Tandis qu'il se remettait sur pied, le récit parsemé de flashbacks nous dévoilait son passé torturé. Dans l'un d'eux, l'enfant en colère qu'il était ne parvenait pas à répéter ce qu'on lui ordonnait de prononcer : « Dieu a créé le monde. »
Dieu l'avait depuis longtemps abandonné et pour se réchauffer l'hiver venu, il n'hésitait pas à déchirer quelques pages de sa bible pour en faire un excellent combustible. Sa haine le faisait tenir. Pour se venger, il devait survivre et progresser dans cet environnement hostile. Caché, il observait un groupe se faire massacrer par les sauvages. Plus loin, dans l'une des plus émouvantes scènes de l'histoire du cinéma, il contemplait une squaw enfanter en silence derrière un arbre. Son épreuve prenait alors un sens. Tout était à sa place dans ce monde. Une expérience unique, un voyage initiatique, une renaissance à la vie s'offraient à lui. Il avait un fils qu'il avait délaissé. Et plus il avançait, plus son désir de vengeance se dissipait. Plus la vision de son fils s'imposait. Sa foi en l'humanité retrouvée, il pardonnait l'erreur des hommes civilisés tout comme lui s'était trompé.

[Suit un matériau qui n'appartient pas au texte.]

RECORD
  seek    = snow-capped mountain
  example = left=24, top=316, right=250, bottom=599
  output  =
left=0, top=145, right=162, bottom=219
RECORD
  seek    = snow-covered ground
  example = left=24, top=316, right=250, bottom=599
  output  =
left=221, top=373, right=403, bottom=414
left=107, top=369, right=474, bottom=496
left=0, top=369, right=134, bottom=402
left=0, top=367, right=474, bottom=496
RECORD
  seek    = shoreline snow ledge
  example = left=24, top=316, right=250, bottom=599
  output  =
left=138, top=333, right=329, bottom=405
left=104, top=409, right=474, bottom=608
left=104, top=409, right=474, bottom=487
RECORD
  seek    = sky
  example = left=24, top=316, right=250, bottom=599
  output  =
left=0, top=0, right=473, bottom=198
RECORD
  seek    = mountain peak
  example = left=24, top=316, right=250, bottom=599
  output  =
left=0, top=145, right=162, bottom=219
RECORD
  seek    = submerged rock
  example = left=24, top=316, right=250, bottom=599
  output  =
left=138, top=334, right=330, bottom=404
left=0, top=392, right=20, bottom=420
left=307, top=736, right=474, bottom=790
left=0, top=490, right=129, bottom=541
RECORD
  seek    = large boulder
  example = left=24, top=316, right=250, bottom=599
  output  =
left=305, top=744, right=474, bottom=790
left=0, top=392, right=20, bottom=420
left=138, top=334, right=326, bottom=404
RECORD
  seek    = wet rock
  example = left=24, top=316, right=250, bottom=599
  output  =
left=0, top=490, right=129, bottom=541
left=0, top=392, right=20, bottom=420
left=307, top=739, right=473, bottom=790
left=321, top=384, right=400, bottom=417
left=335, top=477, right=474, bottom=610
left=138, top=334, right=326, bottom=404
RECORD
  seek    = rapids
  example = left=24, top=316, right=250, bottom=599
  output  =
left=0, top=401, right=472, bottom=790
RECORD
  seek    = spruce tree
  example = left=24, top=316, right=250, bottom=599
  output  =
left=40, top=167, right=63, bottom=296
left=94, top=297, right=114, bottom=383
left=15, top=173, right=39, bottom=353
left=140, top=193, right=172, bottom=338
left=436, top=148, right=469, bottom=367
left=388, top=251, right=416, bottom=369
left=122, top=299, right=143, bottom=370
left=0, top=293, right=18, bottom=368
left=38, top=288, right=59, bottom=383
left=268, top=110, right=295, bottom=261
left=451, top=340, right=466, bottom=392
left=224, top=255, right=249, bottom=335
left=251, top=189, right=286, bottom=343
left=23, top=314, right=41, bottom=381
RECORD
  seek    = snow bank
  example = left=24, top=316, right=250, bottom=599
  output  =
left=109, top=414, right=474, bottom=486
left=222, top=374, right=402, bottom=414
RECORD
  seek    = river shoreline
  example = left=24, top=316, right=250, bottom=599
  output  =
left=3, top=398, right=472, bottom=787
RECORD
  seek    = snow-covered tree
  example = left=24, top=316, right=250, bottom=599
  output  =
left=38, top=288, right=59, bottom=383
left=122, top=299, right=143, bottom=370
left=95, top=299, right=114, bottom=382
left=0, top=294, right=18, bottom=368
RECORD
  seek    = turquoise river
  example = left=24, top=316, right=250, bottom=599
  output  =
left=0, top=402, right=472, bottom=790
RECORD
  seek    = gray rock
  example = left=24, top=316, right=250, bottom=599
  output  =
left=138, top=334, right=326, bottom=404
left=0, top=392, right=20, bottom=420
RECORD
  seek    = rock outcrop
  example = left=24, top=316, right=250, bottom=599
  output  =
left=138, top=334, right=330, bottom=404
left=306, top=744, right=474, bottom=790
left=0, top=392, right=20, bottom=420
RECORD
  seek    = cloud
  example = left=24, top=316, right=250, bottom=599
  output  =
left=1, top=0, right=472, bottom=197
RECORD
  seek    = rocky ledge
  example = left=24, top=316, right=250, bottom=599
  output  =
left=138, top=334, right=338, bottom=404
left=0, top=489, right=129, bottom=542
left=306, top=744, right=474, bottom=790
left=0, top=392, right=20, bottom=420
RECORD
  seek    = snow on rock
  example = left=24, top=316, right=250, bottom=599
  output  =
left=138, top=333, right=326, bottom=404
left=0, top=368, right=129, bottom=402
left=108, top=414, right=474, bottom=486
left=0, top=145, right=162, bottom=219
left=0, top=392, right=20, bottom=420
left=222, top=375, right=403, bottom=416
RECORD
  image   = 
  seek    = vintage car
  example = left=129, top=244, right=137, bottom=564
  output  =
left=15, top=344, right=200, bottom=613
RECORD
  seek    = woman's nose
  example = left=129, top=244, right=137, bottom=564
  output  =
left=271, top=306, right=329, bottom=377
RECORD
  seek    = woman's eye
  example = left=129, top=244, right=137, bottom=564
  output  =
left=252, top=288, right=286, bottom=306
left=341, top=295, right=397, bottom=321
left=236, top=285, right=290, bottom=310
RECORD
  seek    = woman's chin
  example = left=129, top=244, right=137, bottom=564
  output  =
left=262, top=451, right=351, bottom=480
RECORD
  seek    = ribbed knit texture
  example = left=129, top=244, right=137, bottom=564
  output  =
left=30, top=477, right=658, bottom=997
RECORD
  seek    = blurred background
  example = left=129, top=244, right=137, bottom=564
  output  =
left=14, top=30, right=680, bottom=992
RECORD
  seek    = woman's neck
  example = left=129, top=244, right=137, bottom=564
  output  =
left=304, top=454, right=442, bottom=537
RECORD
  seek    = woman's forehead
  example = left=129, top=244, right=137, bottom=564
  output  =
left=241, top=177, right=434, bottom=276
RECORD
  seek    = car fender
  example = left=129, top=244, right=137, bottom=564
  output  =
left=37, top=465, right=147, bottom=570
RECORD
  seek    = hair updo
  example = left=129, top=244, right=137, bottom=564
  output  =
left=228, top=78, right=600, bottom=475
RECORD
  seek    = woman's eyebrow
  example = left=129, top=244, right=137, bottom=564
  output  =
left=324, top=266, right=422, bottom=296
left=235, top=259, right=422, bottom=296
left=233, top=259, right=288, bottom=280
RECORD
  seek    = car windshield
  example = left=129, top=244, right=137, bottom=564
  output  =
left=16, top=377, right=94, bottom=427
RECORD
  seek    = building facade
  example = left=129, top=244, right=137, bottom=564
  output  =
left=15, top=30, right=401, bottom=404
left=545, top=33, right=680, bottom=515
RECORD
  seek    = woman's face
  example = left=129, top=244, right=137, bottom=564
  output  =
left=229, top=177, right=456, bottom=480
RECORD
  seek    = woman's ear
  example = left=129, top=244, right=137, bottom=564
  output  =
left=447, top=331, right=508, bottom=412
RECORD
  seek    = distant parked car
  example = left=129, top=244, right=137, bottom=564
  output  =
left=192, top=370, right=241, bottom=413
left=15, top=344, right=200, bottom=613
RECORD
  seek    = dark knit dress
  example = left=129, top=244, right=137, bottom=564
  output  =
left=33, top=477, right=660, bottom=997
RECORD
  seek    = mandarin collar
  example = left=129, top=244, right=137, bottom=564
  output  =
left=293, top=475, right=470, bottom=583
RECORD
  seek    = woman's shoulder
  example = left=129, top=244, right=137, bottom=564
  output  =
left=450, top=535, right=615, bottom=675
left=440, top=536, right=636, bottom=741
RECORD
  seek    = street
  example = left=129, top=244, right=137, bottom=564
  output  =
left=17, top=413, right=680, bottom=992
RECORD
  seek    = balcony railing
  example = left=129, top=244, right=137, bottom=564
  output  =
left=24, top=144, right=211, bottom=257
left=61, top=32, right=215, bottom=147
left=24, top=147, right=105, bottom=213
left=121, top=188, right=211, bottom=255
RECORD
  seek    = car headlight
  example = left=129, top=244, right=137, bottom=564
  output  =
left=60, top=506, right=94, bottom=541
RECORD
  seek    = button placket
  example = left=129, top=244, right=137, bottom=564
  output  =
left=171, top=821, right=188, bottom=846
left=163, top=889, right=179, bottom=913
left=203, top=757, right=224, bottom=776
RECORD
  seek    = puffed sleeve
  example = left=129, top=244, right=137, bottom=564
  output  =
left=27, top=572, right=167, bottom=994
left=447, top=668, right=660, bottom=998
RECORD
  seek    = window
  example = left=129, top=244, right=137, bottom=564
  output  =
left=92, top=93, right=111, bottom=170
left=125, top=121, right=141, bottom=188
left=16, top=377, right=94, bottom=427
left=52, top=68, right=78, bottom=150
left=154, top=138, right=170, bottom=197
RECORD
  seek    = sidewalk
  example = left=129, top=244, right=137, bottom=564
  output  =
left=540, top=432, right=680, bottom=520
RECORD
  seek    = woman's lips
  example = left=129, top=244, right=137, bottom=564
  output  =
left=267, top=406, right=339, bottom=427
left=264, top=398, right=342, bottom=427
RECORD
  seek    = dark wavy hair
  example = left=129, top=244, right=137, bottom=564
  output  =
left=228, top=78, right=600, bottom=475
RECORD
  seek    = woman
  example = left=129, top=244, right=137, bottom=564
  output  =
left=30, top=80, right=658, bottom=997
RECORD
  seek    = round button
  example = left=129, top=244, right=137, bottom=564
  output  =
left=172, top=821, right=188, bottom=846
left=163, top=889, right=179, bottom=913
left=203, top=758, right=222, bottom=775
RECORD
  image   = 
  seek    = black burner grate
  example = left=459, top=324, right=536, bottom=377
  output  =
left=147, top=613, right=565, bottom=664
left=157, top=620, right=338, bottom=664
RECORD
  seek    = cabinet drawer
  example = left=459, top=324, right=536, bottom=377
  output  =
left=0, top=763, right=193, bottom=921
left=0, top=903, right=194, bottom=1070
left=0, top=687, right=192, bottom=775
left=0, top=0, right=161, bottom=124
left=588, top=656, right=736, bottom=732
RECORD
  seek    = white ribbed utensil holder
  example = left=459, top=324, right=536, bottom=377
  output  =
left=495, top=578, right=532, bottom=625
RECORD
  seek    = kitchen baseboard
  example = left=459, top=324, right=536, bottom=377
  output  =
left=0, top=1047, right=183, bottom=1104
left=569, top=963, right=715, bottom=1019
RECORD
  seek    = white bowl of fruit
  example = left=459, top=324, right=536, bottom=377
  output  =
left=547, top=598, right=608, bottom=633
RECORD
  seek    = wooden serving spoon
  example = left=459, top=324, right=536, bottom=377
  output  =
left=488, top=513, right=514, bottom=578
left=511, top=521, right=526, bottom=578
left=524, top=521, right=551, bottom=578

Sur le même sujet, THE REVENANT de Alejandro G. Inarritu fait écho au CONVOI SAUVAGE de Richard C. Sarafian sans pouvoir se soustraire à la comparaison.
Cette seconde version est esthétiquement superbe. La mise en scène est grandiose, mais ne parvient pas à insuffler la même générosité. Surtout, il ne délivre pas le même message. Leonardo Dicaprio n'est animé que par la vengeance et, sans le dévoiler, le final fait un compromis avec celle-ci. Le scénario est différent, certes, mais cette version s'apparente plus à un glacial survival qu'au lumineux retour à la vie de l'original.
Pour Inarritu, la magnificence de cette nature est d'origine divine. Les mille souffrances subies par Dicaprio prennent des allures christiques quand, dans un rêve, il se retrouve dans les vestiges d'une église où une cloche aphone se ballote sous le souffle du vent. Les hommes civilisés assoiffés de sang et d'argent font de ce paradis terrestre un enfer. On ne sent aucun regard bienveillant envers les Indiens, relégués le plus souvent au rôle de menaces constantes. Ici, point de rédemption, juste des barbares qui essayent de s'entretuer pour s'enrichir ou survivre.
En définitive, deux films très différents tournés à des époques opposées.
Dans les années 70, le mouvement hippie imprégné de liberté et du refus de la société de consommation favorisait la quête intérieure de spiritualité pour mieux vivre en communauté. Une démarche qui était peut-être utopiste, mais qui débordait d'espoir et de foi en l'humanité.
Aujourd'hui, la pollution grandissante a développé une prise de conscience écologique. Une nécessité vitale que nous sommes pourtant incapables de mettre en marche. Une torpeur glaciale nous gagne. Comme dans THE REVENANT, Dieu est présent partout, mais il ne peut rien contre la noirceur de notre âme. Nous courons à notre perte pour quelques peaux de castors et pour donner aux autres tous les torts.
Si Dieu a créé le monde alors il a créé l'homme pour le détruire.